Build a Next.JS Answer Engine with Vercel AI SDK, Groq, Mistral, Langchain, OpenAI, Brave & Serper

3 min read 24 days ago
Published on Sep 12, 2024 This response is partially generated with the help of AI. It may contain inaccuracies.

Table of Contents

Introduction

In this tutorial, you will learn how to build a Perplexity-style Large Language Model (LLM) answer engine using Next.js and various cutting-edge technologies like Vercel AI SDK, Groq, Mistral AI, Langchain, OpenAI, Brave, and Serper. This guide will take you through both frontend and backend development to create a comprehensive answer engine from scratch.
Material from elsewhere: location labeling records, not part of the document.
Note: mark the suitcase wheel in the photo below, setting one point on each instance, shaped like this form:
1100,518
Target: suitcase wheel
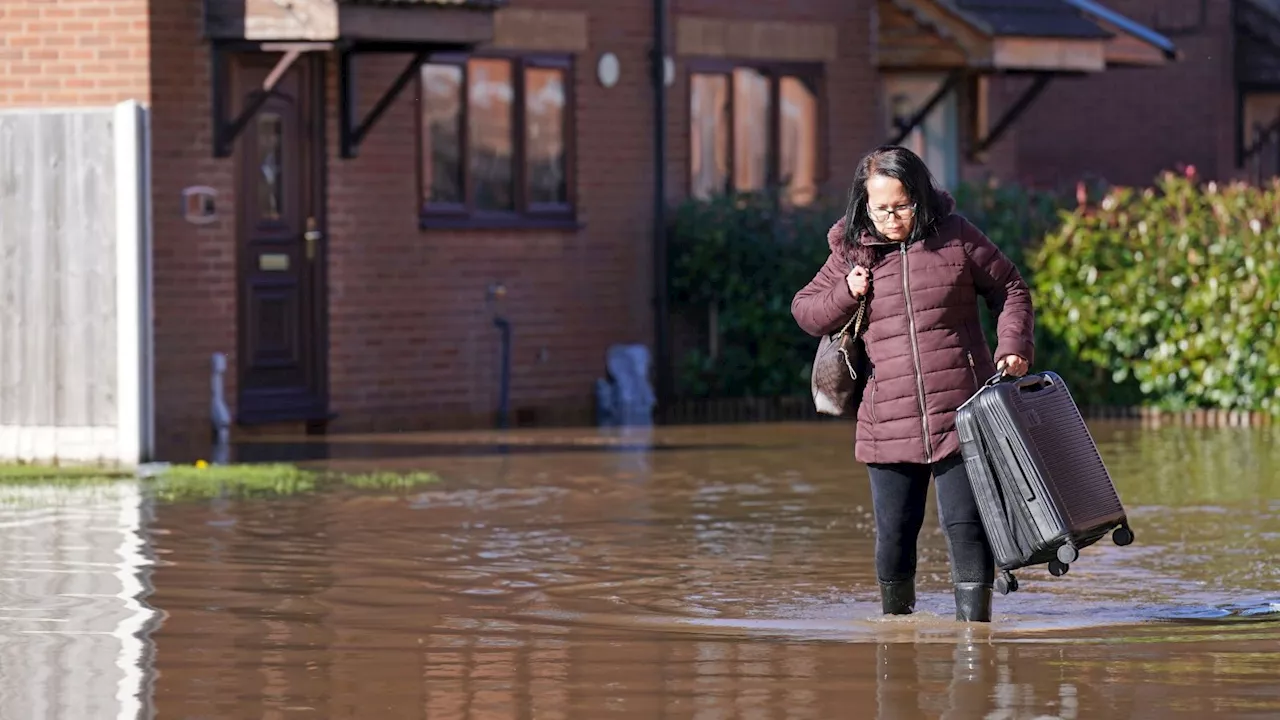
1066,554
1006,583
1121,536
Step 1: Setting Up the Project

  • Clone the Repository
    • Open your terminal and run the following command to clone the project repository:
      git clone https://git.new/answr
      
  • Install Prerequisites
    • Navigate into the cloned directory:
      cd answr
      
    • Install the required dependencies using npm or yarn:
      npm install
      
      or
      yarn install
      

Step 2: Acquiring Necessary API Keys

  • Get API Keys
    • Sign up for accounts on the required platforms (OpenAI, Brave, Serper, etc.).
    • Access the API keys from the respective dashboard and keep them handy.
    • Ensure you have keys for:
      • OpenAI (for embeddings)
      • Brave (for web searches)
      • Serper (for search engine API)

Step 3: Diving into Backend Development

  • Start with Actions
    • Set up your backend to handle requests and connect to the APIs.
    • Create an actions file (e.g., actions.js) to define functions for:
      • Fetching data from OpenAI.
      • Integrating Groq's inference API.
      • Making calls to Brave and Serper for search functionalities.
    • Example function to fetch embeddings:
      async function fetchEmbeddings(text) {
          const response = await fetch('https://api.openai.com/v1/embeddings', {
              method: 'POST',
              headers: {
                  'Authorization': `Bearer YOUR_API_KEY`,
                  'Content-Type': 'application/json'
              },
              body: JSON.stringify({ input: text })
          });
          return response.json();
      }
      

Step 4: Exploring Frontend Development

  • Components and State Management
    • Build the frontend using React components.
    • Use state management (like Context API or Redux) to manage application state.
    • Create components for:
      • User input
      • Displaying answers
      • Loading states
    • Ensure each component is reusable and modular.

Step 5: Quick Overview of Custom Components

  • Create Custom Components
    • Develop custom components to enhance UI/UX.
    • Implement features like:
      • Dynamic input fields for queries.
      • Response display area that formats data from the backend.
    • Use CSS or a UI framework for styling to make the application visually appealing.

Conclusion

You have now set up a Perplexity-style LLM answer engine using Next.js and integrated various powerful APIs. Key steps included setting up your project, acquiring API keys, developing backend actions, and creating a responsive frontend. Moving forward, experiment with additional features such as advanced search capabilities or integrating other AI models. Enjoy building and enhancing your application!